Rising exports and falling unemployment will drive US growth in 2011 and allow the country to avoid comparisons to Japan's lost decade, Goldman Sachs Asset Management economist Jim O'Neill told CNBC.
Too many investors are still stuck in a crisis mindset and need to see the "big picture" that shows the US is poised for strong growth ahead, O'Neill said, reiterating comments he made in a note to investors.
"I think we could be in for a repeated number of surprises," he said. "As we see the year change into 2011, I think we're going to see a lot of people change their minds."
With exports driving higher and weekly jobless claims edging lower toward 400,000, that could provide the catalyst for sustained growth, he suggested.
O'Neill said that would most readily show up in consumer cyclical stocks as well as strong multinational companies. He is projecting GDP that could eclipse 4 percent and stock market gains of 20 percent for the year ahead.
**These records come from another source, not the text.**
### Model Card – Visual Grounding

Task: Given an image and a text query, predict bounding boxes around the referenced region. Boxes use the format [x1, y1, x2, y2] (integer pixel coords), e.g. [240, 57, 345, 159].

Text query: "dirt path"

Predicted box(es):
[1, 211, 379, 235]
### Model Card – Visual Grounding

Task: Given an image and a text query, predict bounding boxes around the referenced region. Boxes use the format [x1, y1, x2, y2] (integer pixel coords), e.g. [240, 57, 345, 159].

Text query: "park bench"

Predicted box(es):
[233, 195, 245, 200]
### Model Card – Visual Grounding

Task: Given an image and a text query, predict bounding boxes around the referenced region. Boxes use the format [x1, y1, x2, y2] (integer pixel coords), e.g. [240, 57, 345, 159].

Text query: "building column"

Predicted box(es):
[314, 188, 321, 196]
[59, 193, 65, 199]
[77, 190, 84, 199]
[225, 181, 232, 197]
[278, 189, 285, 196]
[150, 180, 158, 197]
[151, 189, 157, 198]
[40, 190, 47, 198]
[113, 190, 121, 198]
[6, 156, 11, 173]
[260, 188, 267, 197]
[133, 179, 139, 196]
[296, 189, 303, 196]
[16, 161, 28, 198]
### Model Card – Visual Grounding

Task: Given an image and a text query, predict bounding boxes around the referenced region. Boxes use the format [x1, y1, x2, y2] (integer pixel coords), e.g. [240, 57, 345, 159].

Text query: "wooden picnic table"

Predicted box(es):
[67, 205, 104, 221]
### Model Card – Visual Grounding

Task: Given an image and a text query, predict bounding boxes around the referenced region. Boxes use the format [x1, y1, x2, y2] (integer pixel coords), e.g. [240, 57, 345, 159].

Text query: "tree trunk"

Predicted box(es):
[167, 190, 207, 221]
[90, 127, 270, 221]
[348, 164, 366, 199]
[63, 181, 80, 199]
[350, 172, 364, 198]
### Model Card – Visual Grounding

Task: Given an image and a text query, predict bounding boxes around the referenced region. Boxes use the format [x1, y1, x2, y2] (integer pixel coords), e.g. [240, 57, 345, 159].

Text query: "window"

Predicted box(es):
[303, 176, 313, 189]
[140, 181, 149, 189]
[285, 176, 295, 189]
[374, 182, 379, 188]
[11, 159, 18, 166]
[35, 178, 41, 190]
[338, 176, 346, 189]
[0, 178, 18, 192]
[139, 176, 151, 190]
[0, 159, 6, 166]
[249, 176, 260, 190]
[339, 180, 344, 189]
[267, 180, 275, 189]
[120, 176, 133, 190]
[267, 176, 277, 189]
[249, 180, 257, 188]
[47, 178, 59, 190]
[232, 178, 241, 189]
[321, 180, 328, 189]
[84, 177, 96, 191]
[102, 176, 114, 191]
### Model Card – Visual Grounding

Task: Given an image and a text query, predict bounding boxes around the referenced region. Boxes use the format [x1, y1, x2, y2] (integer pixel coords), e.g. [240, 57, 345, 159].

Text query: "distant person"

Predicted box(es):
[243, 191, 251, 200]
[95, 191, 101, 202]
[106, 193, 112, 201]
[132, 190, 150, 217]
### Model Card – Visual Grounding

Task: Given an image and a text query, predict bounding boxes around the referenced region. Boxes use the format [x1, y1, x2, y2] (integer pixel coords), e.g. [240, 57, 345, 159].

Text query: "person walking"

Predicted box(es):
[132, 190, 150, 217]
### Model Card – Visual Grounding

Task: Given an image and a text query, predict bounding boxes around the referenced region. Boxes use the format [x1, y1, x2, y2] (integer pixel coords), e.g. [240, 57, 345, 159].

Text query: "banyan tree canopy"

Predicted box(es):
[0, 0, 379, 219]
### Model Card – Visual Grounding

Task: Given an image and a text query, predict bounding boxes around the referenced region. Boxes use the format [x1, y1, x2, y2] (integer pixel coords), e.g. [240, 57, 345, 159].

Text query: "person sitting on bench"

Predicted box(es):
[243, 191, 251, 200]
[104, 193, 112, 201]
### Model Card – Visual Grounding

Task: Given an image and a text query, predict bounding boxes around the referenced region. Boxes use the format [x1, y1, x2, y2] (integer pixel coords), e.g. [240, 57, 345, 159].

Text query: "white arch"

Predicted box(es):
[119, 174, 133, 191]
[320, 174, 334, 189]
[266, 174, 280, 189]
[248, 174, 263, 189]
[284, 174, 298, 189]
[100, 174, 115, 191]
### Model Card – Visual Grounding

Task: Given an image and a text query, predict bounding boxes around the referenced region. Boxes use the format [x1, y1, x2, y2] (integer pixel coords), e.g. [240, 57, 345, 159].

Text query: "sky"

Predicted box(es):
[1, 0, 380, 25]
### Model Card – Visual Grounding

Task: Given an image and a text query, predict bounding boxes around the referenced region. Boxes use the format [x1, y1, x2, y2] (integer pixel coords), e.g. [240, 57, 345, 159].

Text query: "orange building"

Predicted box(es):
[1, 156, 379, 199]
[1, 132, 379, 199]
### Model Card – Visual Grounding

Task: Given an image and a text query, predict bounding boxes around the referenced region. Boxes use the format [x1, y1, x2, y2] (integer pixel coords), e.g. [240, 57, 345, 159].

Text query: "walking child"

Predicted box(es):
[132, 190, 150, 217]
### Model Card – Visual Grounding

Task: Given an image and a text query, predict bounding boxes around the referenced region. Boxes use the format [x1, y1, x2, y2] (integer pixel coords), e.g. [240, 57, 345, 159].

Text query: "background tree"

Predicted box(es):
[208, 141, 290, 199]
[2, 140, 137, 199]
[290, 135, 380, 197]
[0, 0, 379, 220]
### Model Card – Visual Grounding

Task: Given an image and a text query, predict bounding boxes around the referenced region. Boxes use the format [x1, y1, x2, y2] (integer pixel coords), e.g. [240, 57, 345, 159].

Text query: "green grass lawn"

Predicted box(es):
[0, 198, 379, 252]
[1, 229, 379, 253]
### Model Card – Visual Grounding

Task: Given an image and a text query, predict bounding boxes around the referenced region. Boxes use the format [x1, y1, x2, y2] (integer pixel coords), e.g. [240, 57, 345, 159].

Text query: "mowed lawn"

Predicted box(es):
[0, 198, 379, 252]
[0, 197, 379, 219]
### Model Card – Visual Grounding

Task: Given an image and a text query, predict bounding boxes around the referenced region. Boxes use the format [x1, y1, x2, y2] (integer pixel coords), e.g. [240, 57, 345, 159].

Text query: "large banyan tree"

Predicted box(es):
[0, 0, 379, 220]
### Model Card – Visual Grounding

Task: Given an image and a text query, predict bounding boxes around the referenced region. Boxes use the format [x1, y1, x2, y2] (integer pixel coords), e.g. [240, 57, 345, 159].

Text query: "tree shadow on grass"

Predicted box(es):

"It's almost like somebody sprinkled some magical powder after the midterm elections and a light suddenly came on," he said, referring to the US elections that saw Republicans take control of the House of Representatives.
The long-standing correlation between a weak dollar and a strong stock market also is breaking down, which O'Neill said points to a stronger economy overall.
"A modest recovery of the dollar on the back of rising real yields and circumstances of a stronger US economy almost definitely will lead to some breaking down of those correlations," he said. "We'll get back in some ways to a normal that we knew of yesteryear."